WEINBERGER: He is a kind of unofficial interpreter.

JIN: Yes—that’s why I decided on a junior officer able to speak English, needed by different sides. At the same time, he is an outsider. Most of the memoirs I read were very patriotic; they were Commies. They all emphasized their loyalty to the party and they were revolutionaries. The memoirs of the POWs who went to Taiwan always emphasized that they were loyal to the free world. They condemned the Commies and praised the U.S. armies. So I had to have a person who is neutral.

WEINBERGER: That’s why you put him in America? So he’s writing his memoir from America?

JIN: Yes, but he’s supposed to return to China. He’s again inside and outside at the same time.

WEINBERGER: I read somewhere that your next book is set in America.

JIN: Yes. It’s a very difficult book.

WEINBERGER: I was a little shocked because all of your books after all are based on memory and imagination—a re-creation of China, though you haven’t been in China for a long time. It must be very difficult to write about the reality that you’re seeing outside the door.

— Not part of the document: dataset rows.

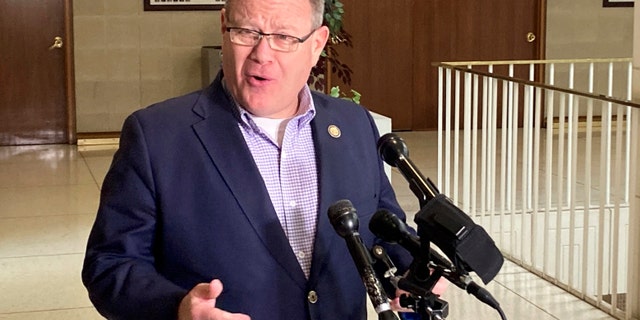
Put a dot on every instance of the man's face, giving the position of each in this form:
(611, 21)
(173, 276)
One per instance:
(264, 81)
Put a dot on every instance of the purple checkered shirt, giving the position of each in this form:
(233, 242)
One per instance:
(290, 175)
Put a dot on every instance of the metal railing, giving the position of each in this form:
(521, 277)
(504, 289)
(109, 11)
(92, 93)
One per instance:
(546, 168)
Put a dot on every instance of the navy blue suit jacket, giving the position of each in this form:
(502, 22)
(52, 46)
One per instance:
(184, 203)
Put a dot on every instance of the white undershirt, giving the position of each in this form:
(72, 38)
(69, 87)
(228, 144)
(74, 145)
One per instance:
(273, 128)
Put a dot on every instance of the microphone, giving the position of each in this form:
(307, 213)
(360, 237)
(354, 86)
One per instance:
(388, 227)
(466, 244)
(344, 218)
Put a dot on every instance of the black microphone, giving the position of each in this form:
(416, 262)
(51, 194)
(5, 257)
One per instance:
(394, 152)
(388, 227)
(465, 243)
(344, 218)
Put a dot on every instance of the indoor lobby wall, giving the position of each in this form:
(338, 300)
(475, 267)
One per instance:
(127, 58)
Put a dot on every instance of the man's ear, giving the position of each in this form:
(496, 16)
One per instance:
(223, 22)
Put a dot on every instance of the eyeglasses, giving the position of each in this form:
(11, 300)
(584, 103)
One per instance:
(279, 42)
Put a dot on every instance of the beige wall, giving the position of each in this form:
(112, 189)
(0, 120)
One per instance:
(127, 58)
(584, 29)
(634, 218)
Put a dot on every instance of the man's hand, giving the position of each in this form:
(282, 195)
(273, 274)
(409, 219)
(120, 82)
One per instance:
(200, 304)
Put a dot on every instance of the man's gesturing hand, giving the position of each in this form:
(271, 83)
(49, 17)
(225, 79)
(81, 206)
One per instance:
(200, 304)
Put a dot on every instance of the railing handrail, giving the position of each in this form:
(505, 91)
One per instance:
(550, 61)
(458, 66)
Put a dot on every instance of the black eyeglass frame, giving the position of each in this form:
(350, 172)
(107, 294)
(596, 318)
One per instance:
(262, 35)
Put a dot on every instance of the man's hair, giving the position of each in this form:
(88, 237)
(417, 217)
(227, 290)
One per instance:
(317, 11)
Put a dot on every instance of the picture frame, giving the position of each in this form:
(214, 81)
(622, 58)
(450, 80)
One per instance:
(617, 3)
(182, 5)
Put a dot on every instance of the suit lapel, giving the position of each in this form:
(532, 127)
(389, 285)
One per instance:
(221, 137)
(327, 149)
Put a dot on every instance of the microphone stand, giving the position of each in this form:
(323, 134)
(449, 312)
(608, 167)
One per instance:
(418, 284)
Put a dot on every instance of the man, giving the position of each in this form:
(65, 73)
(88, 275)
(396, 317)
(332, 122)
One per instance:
(232, 185)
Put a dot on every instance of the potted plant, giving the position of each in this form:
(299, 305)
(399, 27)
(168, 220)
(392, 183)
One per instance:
(329, 62)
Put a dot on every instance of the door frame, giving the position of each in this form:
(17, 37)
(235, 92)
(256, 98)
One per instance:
(69, 68)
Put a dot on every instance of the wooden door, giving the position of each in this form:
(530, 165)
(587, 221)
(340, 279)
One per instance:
(36, 81)
(395, 44)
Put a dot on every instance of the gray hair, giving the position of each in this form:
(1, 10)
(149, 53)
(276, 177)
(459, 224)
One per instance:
(317, 11)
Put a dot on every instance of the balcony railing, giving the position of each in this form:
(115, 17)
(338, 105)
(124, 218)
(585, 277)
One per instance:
(540, 153)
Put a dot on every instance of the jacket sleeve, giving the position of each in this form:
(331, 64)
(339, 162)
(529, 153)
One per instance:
(119, 270)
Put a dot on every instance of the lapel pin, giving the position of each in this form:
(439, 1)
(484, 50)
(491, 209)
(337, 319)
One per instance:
(334, 131)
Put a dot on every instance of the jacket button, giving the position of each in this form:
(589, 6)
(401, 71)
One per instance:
(312, 296)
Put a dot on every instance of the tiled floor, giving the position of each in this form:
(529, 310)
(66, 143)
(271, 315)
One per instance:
(48, 198)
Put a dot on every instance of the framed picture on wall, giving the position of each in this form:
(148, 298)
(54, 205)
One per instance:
(170, 5)
(617, 3)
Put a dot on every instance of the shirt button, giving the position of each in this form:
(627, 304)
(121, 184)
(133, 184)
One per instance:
(312, 296)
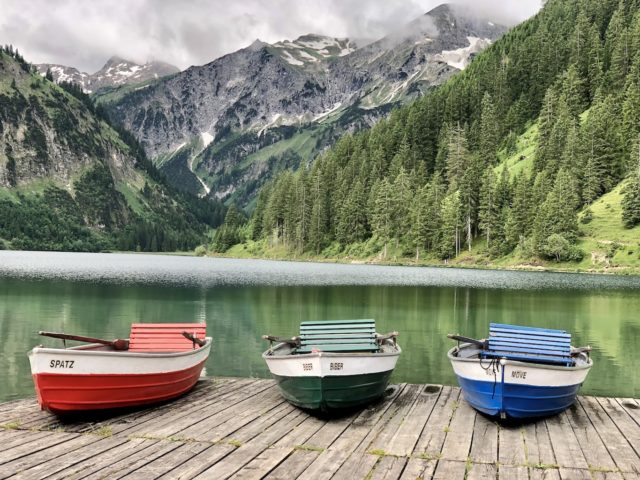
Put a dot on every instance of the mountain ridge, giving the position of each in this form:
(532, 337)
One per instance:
(116, 72)
(288, 90)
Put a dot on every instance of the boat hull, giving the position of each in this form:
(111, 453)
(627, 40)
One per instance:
(332, 381)
(518, 390)
(75, 380)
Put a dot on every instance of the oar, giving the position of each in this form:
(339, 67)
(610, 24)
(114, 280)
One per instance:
(194, 339)
(117, 344)
(481, 343)
(294, 341)
(575, 351)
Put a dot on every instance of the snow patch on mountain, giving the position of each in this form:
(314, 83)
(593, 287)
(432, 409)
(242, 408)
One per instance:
(461, 57)
(115, 72)
(206, 138)
(289, 58)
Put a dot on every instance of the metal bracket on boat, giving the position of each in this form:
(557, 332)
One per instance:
(392, 336)
(194, 339)
(293, 341)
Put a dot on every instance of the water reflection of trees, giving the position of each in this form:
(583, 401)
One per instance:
(237, 317)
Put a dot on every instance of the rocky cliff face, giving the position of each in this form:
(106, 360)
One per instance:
(47, 133)
(116, 72)
(317, 87)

JIN: You’re right, I haven’t returned to China for twenty years. I’m unfamiliar with the current situation. Also, as I continue, I don’t feel I’m that attached to China as a subject anymore. When I started, I was quite naïve. I went to the Harvard library, where, in the basement, they stored all the old journals and magazines and newspapers. Very few people would use them. They were just piled there. I remember I saw them, the piles, and I was moved. I thought my job would be simple: to translate history into literature. Writing about China book after book, I thought my life would be spent that way. But, as I continued, it was not the case. I think there was a deep alienation. I think the English language played some role in this because I’m writing about China in English. All the setting and subjects are Chinese. This put me in limbo—trapped between two languages and two cultures. That’s one of the reasons I wanted to liberate myself.

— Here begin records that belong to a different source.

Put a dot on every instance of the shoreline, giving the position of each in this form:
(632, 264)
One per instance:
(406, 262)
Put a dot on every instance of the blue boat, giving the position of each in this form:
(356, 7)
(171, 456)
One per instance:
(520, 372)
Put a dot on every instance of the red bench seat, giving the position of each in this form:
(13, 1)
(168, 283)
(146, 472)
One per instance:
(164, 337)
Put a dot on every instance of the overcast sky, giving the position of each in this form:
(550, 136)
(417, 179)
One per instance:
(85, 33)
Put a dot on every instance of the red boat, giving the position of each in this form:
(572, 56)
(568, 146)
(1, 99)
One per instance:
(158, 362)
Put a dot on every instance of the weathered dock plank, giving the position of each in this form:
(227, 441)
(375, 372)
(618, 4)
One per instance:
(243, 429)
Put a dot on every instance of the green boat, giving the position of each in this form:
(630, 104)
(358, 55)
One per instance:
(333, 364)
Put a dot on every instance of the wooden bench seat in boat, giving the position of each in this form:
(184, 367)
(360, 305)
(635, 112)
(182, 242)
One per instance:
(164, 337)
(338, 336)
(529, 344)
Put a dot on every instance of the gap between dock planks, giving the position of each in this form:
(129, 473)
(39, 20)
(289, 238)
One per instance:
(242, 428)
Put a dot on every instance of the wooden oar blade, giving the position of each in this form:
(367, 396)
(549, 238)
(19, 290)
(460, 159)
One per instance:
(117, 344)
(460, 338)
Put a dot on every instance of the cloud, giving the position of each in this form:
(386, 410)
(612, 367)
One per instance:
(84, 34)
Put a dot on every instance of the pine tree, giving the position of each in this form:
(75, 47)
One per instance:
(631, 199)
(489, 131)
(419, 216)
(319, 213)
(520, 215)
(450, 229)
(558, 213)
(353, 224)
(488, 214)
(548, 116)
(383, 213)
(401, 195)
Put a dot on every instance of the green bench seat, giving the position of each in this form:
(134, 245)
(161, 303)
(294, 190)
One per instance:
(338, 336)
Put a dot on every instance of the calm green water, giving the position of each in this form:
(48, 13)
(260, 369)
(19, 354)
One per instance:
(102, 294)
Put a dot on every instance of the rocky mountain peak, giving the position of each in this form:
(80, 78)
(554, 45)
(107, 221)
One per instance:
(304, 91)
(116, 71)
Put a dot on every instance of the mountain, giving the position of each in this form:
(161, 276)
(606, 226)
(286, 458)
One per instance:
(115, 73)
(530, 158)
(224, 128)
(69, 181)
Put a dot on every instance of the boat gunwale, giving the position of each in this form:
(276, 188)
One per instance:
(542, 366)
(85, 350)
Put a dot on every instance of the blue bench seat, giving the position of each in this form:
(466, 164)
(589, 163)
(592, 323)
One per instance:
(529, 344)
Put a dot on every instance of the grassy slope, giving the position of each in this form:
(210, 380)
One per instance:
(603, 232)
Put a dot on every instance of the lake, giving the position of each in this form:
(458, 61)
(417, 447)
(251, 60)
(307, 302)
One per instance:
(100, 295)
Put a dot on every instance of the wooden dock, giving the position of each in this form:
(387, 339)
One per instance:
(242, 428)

There’s another reason. The American immigrant experience is closer to me, to my heart, as a subject. But of course there are consequences; it’s a huge hurdle for me to jump. That means I have to resolve a lot of the things I already worked out for a novel or story set in China. Even the language has to be changed to some extent.

WEINBERGER: What’s your status in China? Are your books published in China?

JIN: Only Waiting is published there. I don’t think the others can be published. Some books, maybe, but books like The Crazed and War Trash would be absolutely impossible.

WEINBERGER: And you haven’t been back?

JIN: In the first ten years, I tried and I couldn’t have my passport renewed. Then I became a citizen; I wasn’t eager anymore.

WEINBERGER: You have no desire to go back?

JIN: Sure, but I don’t feel comfortable to go back. For me, it’s personal. I would like to see the Chinese government apologize for the Tiananmen massacre and before that happens, it would be very hard for me to go. That event really shaped my life, changed my life. For me, it’s personal, not public trauma.

WEINBERGER: I’m sure you’ll never see the moment when the Chinese government apologizes for Tiananmen.

JIN: I don’t know. I think it’s possible. It’s hard. You can’t depend on a government like that. It is very capricious; you don’t know what would happen next. As a result, it’s better to hold on to my own principle, my own work, and live my own life.